All the pollution parameters show that the Yamuna is dead in its Delhi stretch, and Centre for Science and Environment has suggested measures to clean up the river.
A layer of froth was seen floating over parts of Yamuna in Delhi. Images of devotees thronging the river for the Chhath festival, standing in froth-laden waters, has once again brought the issue of the polluted river back in the glare.
Numerous river-cleaning plans and the money spent on them notwithstanding, the river continues to run dirty.
According to the Centre for Science and Environment (CSE), the cost of 22 km stretch of Yamuna clean-up in the year 2012 is about Rs 3,990 crore as per the data received from the Yamuna Action Plan.
The river, the largest tributary of the Ganga, travels a distance of 22 km through Delhi. It is the most polluted stretch of the river in its long journey. The river’s stretch in Delhi is barely 2 per cent of the length of the total river basin, but it contributes over 80 per cent of the total pollution load in the entire river.
Highlighting the condition of the Yamuna in Delhi, the CSE has maintained that this pollution load is added to the river due to urban and industrial pressures.
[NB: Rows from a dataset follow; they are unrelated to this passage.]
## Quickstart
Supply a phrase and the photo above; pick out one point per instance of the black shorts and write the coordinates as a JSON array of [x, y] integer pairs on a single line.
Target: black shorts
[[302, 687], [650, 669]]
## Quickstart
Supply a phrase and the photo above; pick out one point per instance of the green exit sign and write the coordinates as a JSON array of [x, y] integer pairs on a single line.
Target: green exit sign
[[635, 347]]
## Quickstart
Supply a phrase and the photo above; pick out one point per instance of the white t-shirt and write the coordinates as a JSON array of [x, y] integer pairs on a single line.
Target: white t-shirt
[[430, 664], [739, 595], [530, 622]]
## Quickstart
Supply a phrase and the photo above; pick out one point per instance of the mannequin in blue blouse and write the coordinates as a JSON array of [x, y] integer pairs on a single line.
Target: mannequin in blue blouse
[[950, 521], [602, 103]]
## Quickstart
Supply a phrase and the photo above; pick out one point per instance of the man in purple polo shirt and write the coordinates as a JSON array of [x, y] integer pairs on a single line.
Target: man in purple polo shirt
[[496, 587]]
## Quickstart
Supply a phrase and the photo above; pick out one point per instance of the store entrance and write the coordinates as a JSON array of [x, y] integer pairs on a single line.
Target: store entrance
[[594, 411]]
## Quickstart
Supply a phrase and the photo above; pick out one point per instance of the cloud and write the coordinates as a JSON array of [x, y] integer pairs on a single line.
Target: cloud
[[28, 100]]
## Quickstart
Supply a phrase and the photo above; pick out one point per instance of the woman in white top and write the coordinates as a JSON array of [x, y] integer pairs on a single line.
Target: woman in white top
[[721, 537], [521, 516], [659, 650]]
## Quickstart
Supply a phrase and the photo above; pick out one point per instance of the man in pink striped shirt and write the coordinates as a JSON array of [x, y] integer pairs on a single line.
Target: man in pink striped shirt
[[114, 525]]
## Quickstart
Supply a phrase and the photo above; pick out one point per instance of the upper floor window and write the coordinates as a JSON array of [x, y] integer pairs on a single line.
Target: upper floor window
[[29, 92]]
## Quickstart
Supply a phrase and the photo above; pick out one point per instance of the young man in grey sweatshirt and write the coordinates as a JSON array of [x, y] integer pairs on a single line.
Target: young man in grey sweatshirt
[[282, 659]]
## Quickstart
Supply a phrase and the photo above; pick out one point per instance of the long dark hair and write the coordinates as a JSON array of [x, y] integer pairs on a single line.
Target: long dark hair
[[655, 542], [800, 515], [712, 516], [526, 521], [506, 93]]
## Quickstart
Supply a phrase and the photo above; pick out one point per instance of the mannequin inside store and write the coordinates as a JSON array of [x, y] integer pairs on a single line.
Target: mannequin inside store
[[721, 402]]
All the pollution parameters show that the river is dead in its Delhi stretch — the dissolved oxygen (DO), which tells you if the river has life, is zero when the river passes through Delhi.
Delhi takes the river’s water and returns only sewage into it: the barrage at Wazirabad (where the river enters the city) takes water for drinking, and after this the river receives waste discharged from 22 drains.
What causes the frothing in the river?
The frothing is a sign of a polluted river. Release of untreated or poorly treated effluents — household and industrial wastewater — is the reason behind the frothing. Specifically, phosphates in the river form the froth: these phosphates come from detergent effluents from households and industries. At this time of the year, Yamuna has less water flow. As a result, pollutants do not get diluted.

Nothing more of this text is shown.